In his decision, Fishbein noted that, “These proceedings have been strongly contested and have already consumed nine days of hearing. They are re-scheduled for hearing on Nov. 4, 24, and 25, 2011. Neither party expects that the matters will be completed in those hearing days and that further hearings will be required which will likely take the case well into 2012.
“In view of the lengthy number of days of hearing that have already taken place, I have authorized Mr. Lewis to continue to preside over these cases. Mr. Lewis, notwithstanding the disruption to his personal affairs that will undoubtedly impose following his resignation from the Board, has agreed to do so.”
In fact, s. 110(7) of the act states that: “If a member of the Board resigns or his or her appointment expires, the chair of the Board may authorize the member to complete the duties or responsibilities and exercise the powers of a member in connection with any matter in respect of which there was a proceeding in which he or she participated as a member.”
Fishbein’s decision doesn’t surprise labour lawyers familiar with the OLRB and the system. Due to the length of time the hearing had already taken, and the resources required to start a new one, the decision is a logical one says Paul Broad, a partner with Hicks Morley Hamilton Stewart Storie LLP.
“My initial thought was that something doesn’t seem quite right here,” says Broad. “I can understand why they did what they did — it’s a reasonable decision at the end of the day. I think the overall judgment makes sense; it’s odd, but it makes sense.”
Broad explains that “it’s the nature of what we do” — that while it would be preferable to have definitive camps of employer, union, and a neutral party in the middle, often lawyers who come to the board have come from private practice where they may have represented union groups or employer groups or both at one time, but that they can drop the bias and hear cases.
“That’s what seems a little odd; that you can be neutral and practising at the same time, but having said that, in the circumstances, I can understand because there would be a lot of prejudice given how far they were into what appears to be a very contentious hearing, to then have to stop the whole thing and start it up again,” he says.

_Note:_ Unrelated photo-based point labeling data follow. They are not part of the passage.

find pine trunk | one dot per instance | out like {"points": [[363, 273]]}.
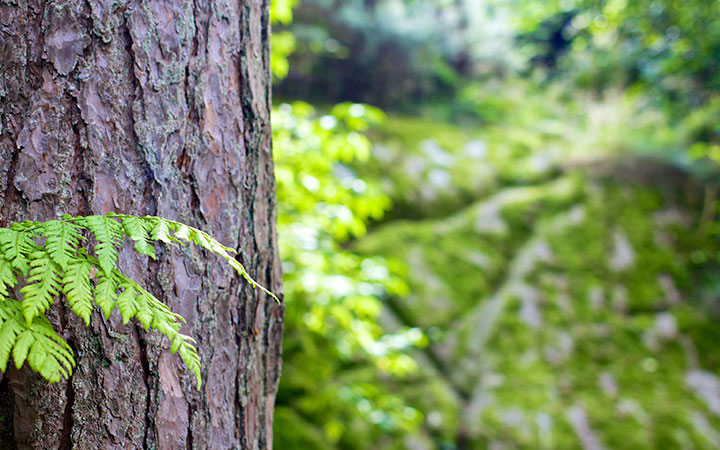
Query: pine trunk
{"points": [[155, 108]]}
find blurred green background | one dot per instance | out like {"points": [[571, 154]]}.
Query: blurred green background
{"points": [[498, 223]]}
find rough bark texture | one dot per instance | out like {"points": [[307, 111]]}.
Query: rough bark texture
{"points": [[147, 107]]}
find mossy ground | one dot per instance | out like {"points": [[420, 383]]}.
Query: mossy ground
{"points": [[559, 304]]}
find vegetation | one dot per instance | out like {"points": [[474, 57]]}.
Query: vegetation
{"points": [[536, 224], [43, 260]]}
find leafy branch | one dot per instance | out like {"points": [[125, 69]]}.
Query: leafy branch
{"points": [[43, 261]]}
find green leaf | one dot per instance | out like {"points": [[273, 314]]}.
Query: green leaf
{"points": [[108, 233], [77, 288], [16, 246], [43, 285], [160, 229], [7, 277], [126, 301], [62, 239], [137, 230]]}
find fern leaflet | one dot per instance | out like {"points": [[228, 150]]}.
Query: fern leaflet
{"points": [[53, 261], [44, 285]]}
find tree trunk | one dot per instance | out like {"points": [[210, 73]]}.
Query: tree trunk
{"points": [[147, 107]]}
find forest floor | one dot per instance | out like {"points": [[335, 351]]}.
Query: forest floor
{"points": [[557, 286]]}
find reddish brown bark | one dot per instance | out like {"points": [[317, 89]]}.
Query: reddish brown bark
{"points": [[147, 108]]}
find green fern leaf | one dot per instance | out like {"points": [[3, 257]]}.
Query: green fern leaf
{"points": [[105, 294], [62, 239], [7, 277], [9, 329], [22, 347], [160, 230], [144, 311], [50, 355], [137, 230], [43, 285], [108, 233], [77, 288], [45, 351], [16, 246]]}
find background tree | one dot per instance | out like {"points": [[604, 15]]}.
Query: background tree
{"points": [[147, 108]]}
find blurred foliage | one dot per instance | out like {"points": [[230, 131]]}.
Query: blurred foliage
{"points": [[335, 351], [524, 249]]}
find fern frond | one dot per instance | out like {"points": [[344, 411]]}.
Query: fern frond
{"points": [[43, 285], [16, 246], [137, 229], [58, 263], [7, 277], [160, 230], [108, 234], [45, 351], [77, 288], [62, 239], [9, 329]]}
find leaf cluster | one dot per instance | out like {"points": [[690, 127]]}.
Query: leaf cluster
{"points": [[41, 262]]}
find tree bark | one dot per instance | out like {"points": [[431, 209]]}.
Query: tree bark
{"points": [[147, 107]]}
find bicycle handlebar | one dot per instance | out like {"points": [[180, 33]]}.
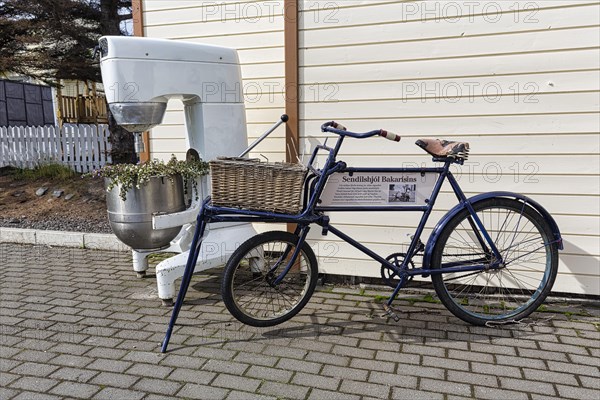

The decision should not be considered controversial, says employment and labour lawyer Hendrik Nieuwland of Shields O’Donnell MacKillop LLP.
“It is not unusual for vice chairs to leave the board and return to private practice. It is also not unusual for a vice chair to agree to complete ongoing hearings. The mere fact that a departing vice chair will act as counsel for unions or for management cannot reasonably raise an apprehension of bias.”
Nieuwland added that Fishbein was right to point out that vice chairs are not disqualified from hearing cases involving their former firms or clients (following a “cooling off period”).
“Vice chairs are experienced professionals who do not handcuff themselves to the side they represent as counsel in private practice. They were advocates, not ideologues. My personal view is that vice chairs are only interested in reaching a practical and just decision. Whether that happens to favour a union or management in any given case is not a factor given any weight,” he says.
What is interesting, says Broad, is that before Lewis went to the OLRB, he was general counsel to the Labourers’ International Union of North America — one of the parties involved in the hearing he is presiding over, and prior to that, a member of the law firm that appeared as counsel to the union in the cases, but no one objected to that past affiliation.
“In his previous work he had clear ties to that specific union but nobody seemed to mind,” says Broad.
In his decision, Fishbein also commented on this relationship saying, “This was not the subject of any attack by the employer on the basis of reasonable apprehension of bias basis. Nor could it have been.
“It is difficult to conceive how Mr. Lewis’ prior association with the very applicant and the very law firm involved in this application did not give rise to a reasonable apprehension of bias, but his association with a completely different trade union completely unrelated to this application, would.”